He half expected the man to shift under his gaze, pull back the signs of self carnage, make a scathing quip or some sort of poorly timed joke. None of those things happened. Lestat's eyes were unfocused, trained on a spot just above Louis' head.
Words bubbled up at his throat. Honey, what've you done to yourself? Burdening syllables, suggestions of a life before. A name he couldn't use, because it meant something more than he was sure he could give. More than Lestat might even want, anyway.

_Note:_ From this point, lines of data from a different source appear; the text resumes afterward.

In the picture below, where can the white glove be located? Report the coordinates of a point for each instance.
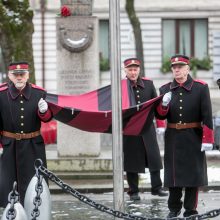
(206, 146)
(160, 131)
(166, 99)
(42, 105)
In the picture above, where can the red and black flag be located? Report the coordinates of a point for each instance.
(92, 111)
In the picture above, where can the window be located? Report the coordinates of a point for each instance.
(103, 44)
(185, 36)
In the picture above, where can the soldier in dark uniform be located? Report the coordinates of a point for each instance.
(22, 108)
(141, 151)
(187, 107)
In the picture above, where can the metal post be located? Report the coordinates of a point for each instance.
(117, 153)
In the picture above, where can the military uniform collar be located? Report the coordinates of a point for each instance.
(138, 83)
(14, 92)
(186, 85)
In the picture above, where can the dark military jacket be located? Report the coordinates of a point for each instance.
(142, 151)
(19, 114)
(184, 163)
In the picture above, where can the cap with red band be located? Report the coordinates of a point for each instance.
(132, 62)
(18, 67)
(180, 59)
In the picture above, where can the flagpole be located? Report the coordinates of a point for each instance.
(117, 151)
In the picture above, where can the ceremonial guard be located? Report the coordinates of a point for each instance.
(22, 108)
(187, 107)
(141, 151)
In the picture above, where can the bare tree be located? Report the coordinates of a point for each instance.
(135, 23)
(16, 29)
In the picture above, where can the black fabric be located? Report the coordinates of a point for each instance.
(142, 151)
(190, 199)
(184, 163)
(133, 180)
(18, 114)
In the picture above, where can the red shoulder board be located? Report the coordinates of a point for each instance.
(200, 81)
(166, 84)
(37, 87)
(145, 78)
(3, 86)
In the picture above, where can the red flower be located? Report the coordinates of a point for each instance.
(65, 11)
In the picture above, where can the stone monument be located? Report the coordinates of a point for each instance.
(77, 70)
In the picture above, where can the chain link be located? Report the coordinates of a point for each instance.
(37, 199)
(118, 214)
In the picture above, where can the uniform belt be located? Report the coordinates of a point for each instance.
(184, 125)
(20, 136)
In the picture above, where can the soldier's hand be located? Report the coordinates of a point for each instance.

Instead, he chose, "We should heal these," and nicked his thumb to bring it to the wound.
Lestat moved like a viper, grabbing his wrist and shoving it away from him. "No," he muttered pointedly, his eyes wild as they peered up from under his lashes. "They'll heal on their own in time."
Not with the way he was feeding, Louis thought dejectedly. It could take weeks.
Shifting on his knees, he knelt closer to the clawfoot tub, a gentle hand on Lestat's shoulder, tucking the clean strands behind his ear. "Please?" he asked gently. "I want to see you well again."
He scoffed, an indignant sound. "I am well."
"Les." Louis moved to massage the point behind his ear where he'd always melted in his embrace— maybe it was cheating, getting him to acquiesce like this— and a term of endearment escaped him without him noticing. "Please, honey?"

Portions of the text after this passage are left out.